From the Princeton Review:
Sue Barry is a professor of biological sciences at Mount Holyoke College and the author of Fixing My Gaze: A Scientist’s Journey into Seeing in Three Dimensions. She teaches Introductory Biology and Neurobiology, both of which focus on the important theme that organisms, including humans, are in a constant dialogue with their environment and can adapt. From this central tenet, she is able to demonstrate that far fewer behaviors in humans are hard-wired than most people think. “The potential for change is great in all of us if we can learn how to tap into that potential. I tell my students not to let anyone tell them what it is they cannot do.

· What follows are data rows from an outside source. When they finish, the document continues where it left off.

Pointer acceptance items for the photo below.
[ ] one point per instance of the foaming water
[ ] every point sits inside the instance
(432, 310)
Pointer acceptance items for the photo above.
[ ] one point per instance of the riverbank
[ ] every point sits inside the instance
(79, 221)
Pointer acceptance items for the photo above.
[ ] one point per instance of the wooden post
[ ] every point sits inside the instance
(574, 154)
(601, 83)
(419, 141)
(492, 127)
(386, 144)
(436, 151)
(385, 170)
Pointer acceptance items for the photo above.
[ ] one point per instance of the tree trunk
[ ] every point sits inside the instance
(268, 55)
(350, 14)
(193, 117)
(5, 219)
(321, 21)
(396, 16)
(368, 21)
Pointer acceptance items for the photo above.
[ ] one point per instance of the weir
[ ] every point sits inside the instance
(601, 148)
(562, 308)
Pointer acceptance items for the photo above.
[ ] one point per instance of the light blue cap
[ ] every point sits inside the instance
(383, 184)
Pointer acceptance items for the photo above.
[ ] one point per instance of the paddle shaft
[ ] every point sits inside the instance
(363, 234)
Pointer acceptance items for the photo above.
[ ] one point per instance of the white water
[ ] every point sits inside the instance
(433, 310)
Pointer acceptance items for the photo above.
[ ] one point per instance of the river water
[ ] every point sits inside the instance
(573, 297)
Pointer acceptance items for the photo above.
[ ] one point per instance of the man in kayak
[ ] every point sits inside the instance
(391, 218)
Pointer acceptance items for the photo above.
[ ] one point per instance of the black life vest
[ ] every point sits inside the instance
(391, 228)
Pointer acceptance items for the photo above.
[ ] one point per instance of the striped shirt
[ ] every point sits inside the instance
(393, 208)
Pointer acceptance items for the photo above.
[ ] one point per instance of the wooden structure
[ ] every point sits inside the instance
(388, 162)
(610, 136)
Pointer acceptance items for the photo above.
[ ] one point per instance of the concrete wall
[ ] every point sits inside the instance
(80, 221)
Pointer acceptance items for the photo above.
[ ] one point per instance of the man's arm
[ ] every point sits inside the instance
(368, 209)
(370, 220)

They should not shortchange themselves,” she says.
One of the things that Barry stresses is the need for expansive learning; she has taught courses with her colleagues in a number of departments at MHC and has audited courses in the biology, music, math, and geology departments. “These experiences have all enhanced my teaching...there’s no better way to learn than to try to teach the material to someone else.”
She believes that personality is necessary in the pedagogical field, and tries to give the students an idea of what she is like as a person by incorporating stories about herself, as well as about how new information was obtained and how new ideas were developed. Students say that “her excitement for the subject is so contagious, that you’re bound to become interested in it.” To build upon this enthusiasm, she quotes as often as possible from firsthand accounts. “Thus, in my introductory biology class, I will read passages from Darwin’s books.”
There is another technique that she uses in the classroom: She will pause during lectures to give the students a problem to ponder, then ask them to pass in a written response. “I look over the answers and call on one of the students to describe what she’s written. I’ll often ask someone to speak who seems insecure or very quiet. I have told the students beforehand that I will only call on someone who has answered correctly, so when the student speaks, she can speak with confidence.” Perhaps this is why students say the she is “a lot of fun to listen to and time just seems to fly during class.”